Background: Amid persistent disparities in Covid-19 vaccination and burgeoning research on vaccine hesitancy (VH), we conducted a scoping review to identify multilevel determinants of Covid-19 VH and under-vaccination among marginalized populations in the U.S. and Canada.

Methods: Using the scoping review methodology developed by the Joanna Briggs Institute, we designed a search string and explored 7 databases to identify peer-reviewed articles published from January 1, 2020-October 25, 2022. We combine frequency analysis and narrative synthesis to describe factors influencing Covid-19 VH and under-vaccination among marginalized populations.

Results: The search captured 11,374 non-duplicated records, scoped to 103 peer-reviewed articles. Among 14 marginalized populations identified, African American/Black, Latinx, LGBTQ+, American Indian/Indigenous, people with disabilities, and justice-involved people were the predominant focus. Thirty-two factors emerged as influencing Covid-19 VH, with structural racism/stigma and institutional mistrust (structural)(n = 71) most prevalent, followed by vaccine safety (vaccine-specific)(n = 62), side effects (vaccine-specific)(n = 50), trust in individual healthcare provider (social/community)(n = 38), and perceived risk of infection (individual)(n = 33). Structural factors predominated across populations, including structural racism/stigma and institutional mistrust, barriers to Covid-19 vaccine access due to limited supply/availability, distance/lack of transportation, no/low paid sick days, low internet/digital technology access, and lack of culturally- and linguistically-appropriate information.
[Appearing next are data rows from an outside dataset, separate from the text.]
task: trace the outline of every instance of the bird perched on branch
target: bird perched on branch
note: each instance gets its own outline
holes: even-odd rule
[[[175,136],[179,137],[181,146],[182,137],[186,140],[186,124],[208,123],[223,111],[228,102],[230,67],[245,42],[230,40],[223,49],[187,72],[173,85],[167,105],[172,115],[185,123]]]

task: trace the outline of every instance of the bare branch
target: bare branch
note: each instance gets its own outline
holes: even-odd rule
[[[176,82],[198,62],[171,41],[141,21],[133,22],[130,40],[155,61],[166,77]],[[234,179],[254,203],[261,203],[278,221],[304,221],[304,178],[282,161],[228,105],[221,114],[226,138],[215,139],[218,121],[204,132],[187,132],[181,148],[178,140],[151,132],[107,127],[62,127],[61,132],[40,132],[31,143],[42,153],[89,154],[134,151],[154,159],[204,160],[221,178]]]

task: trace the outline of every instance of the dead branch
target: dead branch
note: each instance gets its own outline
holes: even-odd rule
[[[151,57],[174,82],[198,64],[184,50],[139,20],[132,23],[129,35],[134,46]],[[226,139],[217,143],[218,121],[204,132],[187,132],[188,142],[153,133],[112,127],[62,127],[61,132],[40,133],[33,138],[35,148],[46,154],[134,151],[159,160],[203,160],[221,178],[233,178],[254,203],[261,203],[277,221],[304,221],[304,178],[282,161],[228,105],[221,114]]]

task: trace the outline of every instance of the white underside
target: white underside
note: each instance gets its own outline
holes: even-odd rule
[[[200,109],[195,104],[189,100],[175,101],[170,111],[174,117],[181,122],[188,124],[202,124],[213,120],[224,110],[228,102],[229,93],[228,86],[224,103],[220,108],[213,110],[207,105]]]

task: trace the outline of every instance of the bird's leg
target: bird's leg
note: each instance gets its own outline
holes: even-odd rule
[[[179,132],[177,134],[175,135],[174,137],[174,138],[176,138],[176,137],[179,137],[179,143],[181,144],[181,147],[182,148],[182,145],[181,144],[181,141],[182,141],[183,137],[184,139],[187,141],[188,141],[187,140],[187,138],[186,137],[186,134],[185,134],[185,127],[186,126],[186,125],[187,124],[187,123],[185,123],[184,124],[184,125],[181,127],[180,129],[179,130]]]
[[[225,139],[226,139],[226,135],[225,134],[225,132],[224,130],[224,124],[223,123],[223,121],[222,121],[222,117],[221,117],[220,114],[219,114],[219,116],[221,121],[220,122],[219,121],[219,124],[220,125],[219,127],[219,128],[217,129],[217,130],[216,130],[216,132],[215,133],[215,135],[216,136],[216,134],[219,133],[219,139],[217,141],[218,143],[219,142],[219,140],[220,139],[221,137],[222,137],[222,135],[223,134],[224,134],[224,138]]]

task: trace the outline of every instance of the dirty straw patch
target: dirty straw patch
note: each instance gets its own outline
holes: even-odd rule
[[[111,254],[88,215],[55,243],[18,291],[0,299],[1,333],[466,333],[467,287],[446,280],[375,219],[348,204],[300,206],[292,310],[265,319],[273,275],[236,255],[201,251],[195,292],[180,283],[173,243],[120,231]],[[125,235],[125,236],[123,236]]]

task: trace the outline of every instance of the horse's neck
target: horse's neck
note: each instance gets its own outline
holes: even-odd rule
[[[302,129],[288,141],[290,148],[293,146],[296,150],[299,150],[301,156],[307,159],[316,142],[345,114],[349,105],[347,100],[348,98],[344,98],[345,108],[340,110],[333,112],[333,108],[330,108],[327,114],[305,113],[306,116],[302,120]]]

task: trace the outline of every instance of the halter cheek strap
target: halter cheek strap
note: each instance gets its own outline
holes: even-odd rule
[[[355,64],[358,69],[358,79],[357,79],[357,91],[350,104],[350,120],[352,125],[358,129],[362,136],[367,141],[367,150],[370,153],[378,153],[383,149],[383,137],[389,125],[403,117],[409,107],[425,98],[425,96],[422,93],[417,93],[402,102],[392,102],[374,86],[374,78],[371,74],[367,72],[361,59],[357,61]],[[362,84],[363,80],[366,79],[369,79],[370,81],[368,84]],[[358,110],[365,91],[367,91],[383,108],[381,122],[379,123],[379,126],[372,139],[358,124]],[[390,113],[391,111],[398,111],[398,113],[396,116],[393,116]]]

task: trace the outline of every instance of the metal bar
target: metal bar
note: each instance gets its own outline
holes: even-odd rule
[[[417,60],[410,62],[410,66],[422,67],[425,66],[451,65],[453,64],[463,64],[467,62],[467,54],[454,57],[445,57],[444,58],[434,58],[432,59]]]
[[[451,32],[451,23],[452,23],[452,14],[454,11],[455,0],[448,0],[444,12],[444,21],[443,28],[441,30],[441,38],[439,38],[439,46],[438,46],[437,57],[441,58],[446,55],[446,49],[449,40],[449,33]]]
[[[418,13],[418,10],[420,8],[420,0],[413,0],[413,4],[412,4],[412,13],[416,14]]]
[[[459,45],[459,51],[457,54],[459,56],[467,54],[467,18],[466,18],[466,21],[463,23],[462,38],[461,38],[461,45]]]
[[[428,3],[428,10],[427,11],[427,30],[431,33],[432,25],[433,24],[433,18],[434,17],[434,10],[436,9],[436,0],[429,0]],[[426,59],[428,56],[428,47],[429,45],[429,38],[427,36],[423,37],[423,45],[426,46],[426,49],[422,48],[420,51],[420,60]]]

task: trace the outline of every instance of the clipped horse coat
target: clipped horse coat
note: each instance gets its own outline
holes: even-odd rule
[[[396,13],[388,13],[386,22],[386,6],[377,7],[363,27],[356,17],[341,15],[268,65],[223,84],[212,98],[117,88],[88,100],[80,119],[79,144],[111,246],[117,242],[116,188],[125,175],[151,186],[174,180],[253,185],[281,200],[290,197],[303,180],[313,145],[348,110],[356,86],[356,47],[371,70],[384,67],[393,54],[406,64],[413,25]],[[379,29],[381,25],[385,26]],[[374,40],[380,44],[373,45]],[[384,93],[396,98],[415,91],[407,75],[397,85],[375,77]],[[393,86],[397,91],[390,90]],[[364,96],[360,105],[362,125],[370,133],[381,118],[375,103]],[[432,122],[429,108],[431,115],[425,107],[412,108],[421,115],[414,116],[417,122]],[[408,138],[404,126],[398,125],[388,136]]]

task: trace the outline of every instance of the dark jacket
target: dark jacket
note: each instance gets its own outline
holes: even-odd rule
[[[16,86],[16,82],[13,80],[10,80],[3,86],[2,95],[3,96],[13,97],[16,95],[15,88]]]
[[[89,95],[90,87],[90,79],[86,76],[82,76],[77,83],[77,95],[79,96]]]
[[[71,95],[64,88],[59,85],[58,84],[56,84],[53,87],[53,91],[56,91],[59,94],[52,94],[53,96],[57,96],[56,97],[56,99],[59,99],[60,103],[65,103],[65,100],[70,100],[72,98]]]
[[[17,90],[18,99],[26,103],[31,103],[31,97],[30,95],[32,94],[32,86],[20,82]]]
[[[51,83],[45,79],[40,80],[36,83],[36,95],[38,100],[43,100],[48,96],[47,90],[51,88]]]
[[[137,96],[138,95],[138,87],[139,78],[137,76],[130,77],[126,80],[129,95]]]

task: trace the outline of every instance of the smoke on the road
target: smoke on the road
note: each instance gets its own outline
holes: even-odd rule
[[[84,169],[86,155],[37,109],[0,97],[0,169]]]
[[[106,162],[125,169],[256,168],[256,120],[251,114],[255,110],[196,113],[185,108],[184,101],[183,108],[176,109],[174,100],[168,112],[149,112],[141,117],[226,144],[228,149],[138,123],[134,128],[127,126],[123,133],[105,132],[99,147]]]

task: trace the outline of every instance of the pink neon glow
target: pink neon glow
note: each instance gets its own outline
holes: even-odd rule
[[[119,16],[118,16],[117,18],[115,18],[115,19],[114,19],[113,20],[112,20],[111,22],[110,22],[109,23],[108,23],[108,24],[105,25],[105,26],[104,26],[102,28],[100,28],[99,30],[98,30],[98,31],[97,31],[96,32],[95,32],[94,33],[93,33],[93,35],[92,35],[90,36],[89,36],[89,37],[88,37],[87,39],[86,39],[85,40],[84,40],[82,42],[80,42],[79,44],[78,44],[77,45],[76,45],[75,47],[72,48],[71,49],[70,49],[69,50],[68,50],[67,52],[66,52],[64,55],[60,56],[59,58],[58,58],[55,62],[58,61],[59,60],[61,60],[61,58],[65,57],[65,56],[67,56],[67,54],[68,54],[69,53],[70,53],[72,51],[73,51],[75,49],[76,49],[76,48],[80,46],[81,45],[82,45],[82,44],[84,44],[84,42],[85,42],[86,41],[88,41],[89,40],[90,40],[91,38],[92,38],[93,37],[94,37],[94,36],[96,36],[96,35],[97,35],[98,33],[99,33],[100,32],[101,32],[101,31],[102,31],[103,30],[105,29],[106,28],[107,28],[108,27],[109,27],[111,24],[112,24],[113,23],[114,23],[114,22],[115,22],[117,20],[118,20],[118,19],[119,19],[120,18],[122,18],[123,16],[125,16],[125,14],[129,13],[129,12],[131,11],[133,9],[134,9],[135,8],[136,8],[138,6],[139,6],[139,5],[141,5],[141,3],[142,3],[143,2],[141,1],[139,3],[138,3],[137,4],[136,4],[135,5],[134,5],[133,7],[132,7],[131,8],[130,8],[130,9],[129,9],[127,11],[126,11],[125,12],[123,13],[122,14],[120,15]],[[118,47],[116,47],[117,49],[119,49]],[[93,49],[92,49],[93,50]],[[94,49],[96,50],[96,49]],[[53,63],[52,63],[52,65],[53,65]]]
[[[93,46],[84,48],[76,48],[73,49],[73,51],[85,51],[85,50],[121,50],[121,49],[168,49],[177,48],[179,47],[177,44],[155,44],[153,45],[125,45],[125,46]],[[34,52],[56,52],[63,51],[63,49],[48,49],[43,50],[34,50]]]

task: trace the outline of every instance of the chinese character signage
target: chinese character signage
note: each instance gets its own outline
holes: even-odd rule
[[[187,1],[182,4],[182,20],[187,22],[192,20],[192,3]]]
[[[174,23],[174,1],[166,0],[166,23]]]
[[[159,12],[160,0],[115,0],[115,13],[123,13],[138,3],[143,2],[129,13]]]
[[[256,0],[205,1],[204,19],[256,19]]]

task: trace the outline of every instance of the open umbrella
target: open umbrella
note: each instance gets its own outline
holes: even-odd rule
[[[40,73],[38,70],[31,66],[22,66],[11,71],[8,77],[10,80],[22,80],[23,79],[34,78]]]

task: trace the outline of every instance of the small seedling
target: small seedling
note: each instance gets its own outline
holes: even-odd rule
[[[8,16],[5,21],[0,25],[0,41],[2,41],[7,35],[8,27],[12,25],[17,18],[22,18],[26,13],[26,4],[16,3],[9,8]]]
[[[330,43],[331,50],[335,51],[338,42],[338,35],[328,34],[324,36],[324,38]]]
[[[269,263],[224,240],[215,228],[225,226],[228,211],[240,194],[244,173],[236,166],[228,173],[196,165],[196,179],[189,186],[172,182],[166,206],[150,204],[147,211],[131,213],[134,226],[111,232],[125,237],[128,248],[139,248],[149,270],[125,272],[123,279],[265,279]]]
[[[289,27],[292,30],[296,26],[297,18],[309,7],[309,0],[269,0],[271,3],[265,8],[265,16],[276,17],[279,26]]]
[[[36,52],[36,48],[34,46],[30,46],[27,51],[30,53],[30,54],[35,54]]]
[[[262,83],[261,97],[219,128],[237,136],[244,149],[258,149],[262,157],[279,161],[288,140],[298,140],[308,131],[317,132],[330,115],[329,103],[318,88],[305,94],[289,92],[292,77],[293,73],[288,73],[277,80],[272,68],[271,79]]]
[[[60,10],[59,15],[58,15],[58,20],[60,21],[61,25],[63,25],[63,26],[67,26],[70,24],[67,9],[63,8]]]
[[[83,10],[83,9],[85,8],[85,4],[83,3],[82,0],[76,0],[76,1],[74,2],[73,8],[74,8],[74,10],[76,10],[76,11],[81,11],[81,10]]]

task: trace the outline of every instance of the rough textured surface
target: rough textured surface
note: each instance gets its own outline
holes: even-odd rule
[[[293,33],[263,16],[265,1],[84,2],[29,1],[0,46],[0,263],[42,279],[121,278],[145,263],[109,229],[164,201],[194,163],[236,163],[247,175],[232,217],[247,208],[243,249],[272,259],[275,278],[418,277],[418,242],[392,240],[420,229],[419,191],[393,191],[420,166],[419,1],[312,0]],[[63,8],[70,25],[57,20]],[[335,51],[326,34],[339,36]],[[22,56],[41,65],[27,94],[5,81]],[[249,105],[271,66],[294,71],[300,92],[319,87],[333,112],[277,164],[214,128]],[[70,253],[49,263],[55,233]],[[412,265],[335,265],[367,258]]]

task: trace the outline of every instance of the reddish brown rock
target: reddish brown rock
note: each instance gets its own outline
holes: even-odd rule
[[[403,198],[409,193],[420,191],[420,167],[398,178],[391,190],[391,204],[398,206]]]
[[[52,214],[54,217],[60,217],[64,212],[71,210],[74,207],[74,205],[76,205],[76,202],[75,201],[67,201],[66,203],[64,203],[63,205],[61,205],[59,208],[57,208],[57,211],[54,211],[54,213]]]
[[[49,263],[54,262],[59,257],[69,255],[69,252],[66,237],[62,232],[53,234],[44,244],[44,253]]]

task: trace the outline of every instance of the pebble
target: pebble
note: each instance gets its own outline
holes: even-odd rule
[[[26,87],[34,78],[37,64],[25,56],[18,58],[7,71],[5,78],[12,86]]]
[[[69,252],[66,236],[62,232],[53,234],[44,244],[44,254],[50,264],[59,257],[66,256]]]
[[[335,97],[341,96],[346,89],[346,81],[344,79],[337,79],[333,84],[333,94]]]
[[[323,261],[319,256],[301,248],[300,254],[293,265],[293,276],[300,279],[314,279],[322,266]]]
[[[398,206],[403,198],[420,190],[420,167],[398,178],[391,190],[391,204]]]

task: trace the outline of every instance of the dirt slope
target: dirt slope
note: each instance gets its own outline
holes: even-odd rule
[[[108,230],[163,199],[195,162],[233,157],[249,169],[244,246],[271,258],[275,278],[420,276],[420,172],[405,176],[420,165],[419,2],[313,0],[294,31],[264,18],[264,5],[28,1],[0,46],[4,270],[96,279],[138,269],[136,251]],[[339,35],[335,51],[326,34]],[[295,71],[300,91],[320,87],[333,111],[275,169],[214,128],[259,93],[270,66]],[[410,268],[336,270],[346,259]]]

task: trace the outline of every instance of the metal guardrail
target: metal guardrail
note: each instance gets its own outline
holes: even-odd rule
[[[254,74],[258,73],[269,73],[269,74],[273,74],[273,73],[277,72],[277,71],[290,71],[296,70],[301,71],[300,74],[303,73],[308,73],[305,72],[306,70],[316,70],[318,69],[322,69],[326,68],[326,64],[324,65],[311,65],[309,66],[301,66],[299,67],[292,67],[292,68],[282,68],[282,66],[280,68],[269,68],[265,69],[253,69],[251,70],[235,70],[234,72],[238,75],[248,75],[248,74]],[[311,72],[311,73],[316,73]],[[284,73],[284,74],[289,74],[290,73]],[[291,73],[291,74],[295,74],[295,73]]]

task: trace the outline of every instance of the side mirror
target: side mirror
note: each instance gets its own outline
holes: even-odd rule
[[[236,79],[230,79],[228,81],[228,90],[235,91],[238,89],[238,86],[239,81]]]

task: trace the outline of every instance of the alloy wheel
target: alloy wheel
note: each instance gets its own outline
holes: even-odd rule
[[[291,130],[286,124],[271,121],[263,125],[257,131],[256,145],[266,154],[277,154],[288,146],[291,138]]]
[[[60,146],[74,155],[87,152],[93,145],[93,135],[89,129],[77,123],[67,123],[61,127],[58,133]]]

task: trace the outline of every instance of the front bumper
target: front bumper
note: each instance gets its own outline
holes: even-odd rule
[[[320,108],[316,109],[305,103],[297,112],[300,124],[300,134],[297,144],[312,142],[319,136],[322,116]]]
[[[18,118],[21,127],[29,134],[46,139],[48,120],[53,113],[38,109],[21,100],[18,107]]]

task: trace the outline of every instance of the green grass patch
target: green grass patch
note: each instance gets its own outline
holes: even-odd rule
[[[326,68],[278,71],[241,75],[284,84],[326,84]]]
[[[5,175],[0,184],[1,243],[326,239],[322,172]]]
Discussion: We identified multilevel and complex drivers of Covid-19 under-vaccination among marginalized populations. Distinguishing vaccine-specific, individual, and social/community factors that may fuel decisional ambivalence, more appropriately defined as VH, from structural racism/structural stigma and systemic/institutional barriers to vaccination access may better support evidence-informed interventions to promote equity in access to vaccines and informed decision-making among marginalized populations.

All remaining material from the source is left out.